Frederick Charles Inglis (born 17 May 1937) is Emeritus Professor of Cultural Studies at the University of Sheffield in the UK. Previously Professor of Cultural Studies at the University of Warwick, he has been a member of the School of Social Science at the Institute for Advanced Study, Princeton, Fellow-in-Residence at the Netherlands Institute for Advanced Study, and Visiting Fellow Humanities Research Centre, Australian National University, Canberra.

He was born in Stockton-on-Tees, County Durham, and was educated at the fee-paying Oundle School in Northamptonshire. He graduated from Gonville and Caius College, Cambridge, in 1960 with a degree in English Literature, before studying for his MPhil at Southampton University while employed there as a government research fellow.
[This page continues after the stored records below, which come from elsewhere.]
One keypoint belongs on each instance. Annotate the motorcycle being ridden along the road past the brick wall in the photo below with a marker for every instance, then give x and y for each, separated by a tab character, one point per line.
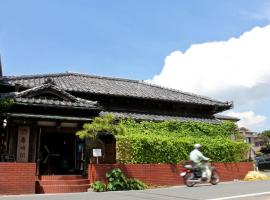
193	175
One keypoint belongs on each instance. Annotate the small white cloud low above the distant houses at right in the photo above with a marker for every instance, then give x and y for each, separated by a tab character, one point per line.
248	119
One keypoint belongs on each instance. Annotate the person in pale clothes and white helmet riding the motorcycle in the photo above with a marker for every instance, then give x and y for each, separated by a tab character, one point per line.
200	161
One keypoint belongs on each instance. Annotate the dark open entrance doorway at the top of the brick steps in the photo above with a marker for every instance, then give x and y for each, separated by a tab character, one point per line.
57	153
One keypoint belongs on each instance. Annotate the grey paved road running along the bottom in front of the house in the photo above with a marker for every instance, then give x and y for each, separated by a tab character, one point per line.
257	190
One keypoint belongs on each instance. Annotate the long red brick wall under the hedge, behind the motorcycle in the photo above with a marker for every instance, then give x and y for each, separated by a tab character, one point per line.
165	174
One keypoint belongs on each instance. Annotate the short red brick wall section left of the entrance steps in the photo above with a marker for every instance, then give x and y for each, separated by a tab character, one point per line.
17	178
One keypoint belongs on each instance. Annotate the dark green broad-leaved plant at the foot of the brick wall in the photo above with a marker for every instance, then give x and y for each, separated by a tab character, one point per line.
117	181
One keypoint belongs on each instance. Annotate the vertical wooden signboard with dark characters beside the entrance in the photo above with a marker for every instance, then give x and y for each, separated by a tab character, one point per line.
23	143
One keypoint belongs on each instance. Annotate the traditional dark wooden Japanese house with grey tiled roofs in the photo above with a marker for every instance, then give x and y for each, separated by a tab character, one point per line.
40	125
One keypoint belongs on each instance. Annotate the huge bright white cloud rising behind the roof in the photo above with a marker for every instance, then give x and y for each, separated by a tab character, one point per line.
237	69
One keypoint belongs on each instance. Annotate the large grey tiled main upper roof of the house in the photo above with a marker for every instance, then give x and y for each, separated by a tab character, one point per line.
114	86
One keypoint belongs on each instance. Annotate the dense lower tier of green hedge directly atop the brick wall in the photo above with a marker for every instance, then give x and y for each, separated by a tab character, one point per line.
138	148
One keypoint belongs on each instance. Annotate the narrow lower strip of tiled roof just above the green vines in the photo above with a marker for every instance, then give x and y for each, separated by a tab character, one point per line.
148	117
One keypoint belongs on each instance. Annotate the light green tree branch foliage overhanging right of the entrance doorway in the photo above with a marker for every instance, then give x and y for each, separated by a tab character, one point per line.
107	123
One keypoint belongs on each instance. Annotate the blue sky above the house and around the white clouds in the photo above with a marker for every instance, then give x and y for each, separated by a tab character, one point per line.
123	38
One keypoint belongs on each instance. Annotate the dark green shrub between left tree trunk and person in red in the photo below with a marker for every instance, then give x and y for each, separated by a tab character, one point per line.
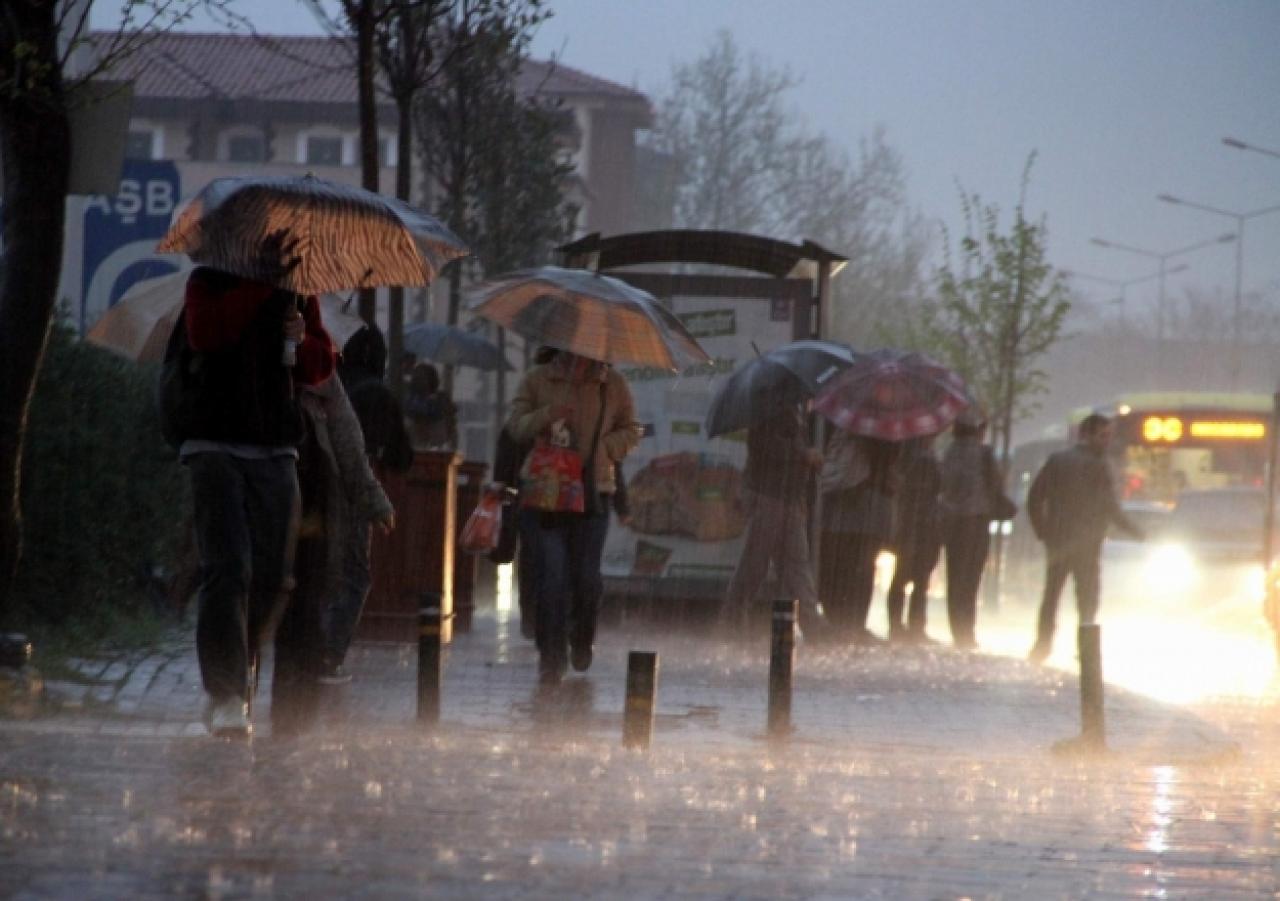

His two doctorates (PhD, DSc) were awarded by the University of Bristol on the basis of published work.

Inglis has frequently written for The Nation, the New Statesman and The Independent and contributes regularly to BBC Radio. He is a member of the Fabian Society and has stood as a Labour Party candidate for the UK Parliament on four occasions. In 1970 and February 1974 he fought West Derbyshire, going on to contest Cheltenham in October 1974 and Winchester in 1987, but he was beaten by the Conservatives on each occasion.

==Principal publications==
- History Man: the Life of R. G. Collingwood, Princeton: Princeton University Press, 2009.
- A Short History of Celebrity, Princeton: Princeton University Press, 2010.
- Culture: key concepts in the social sciences, Cambridge and Cambridge MA: Polity Press, 198 pp. 2004.
- People's Witness: the journalist in modern politics, London and New Haven: Yale University Press, 2002, 416pp.
- The Delicious History of the Holiday, London and New York: Routledge, 2000, 206pp + 23 illustrations.
- Clifford Geertz: culture, custom and ethics, Cambridge and Cambridge MA: Polity Press, 2000, 206pp.
- Raymond Williams: the life, London and New York: Routledge, 1995, xx + 332pp.
- Cultural Studies, Oxford and Cambridge MA: Basil Blackwell, 1993, 270pp.
- The Cruel Peace: everyday life and the Cold War, New York: Basic Books, 1991, xx + 402pp, London: Aurum Books, 1992.
- Media Theory, Oxford and Cambridge: Basil Blackwell, 1990, 214pp + tables (translated into Japanese and Portuguese 1993; into Croatian 1997; into Finnish 1998).
- Radical Earnestness: English social theory 1880-1980, Oxford and Cambridge MA: Martin Robertson with Basil Blackwell, 1982, 253pp.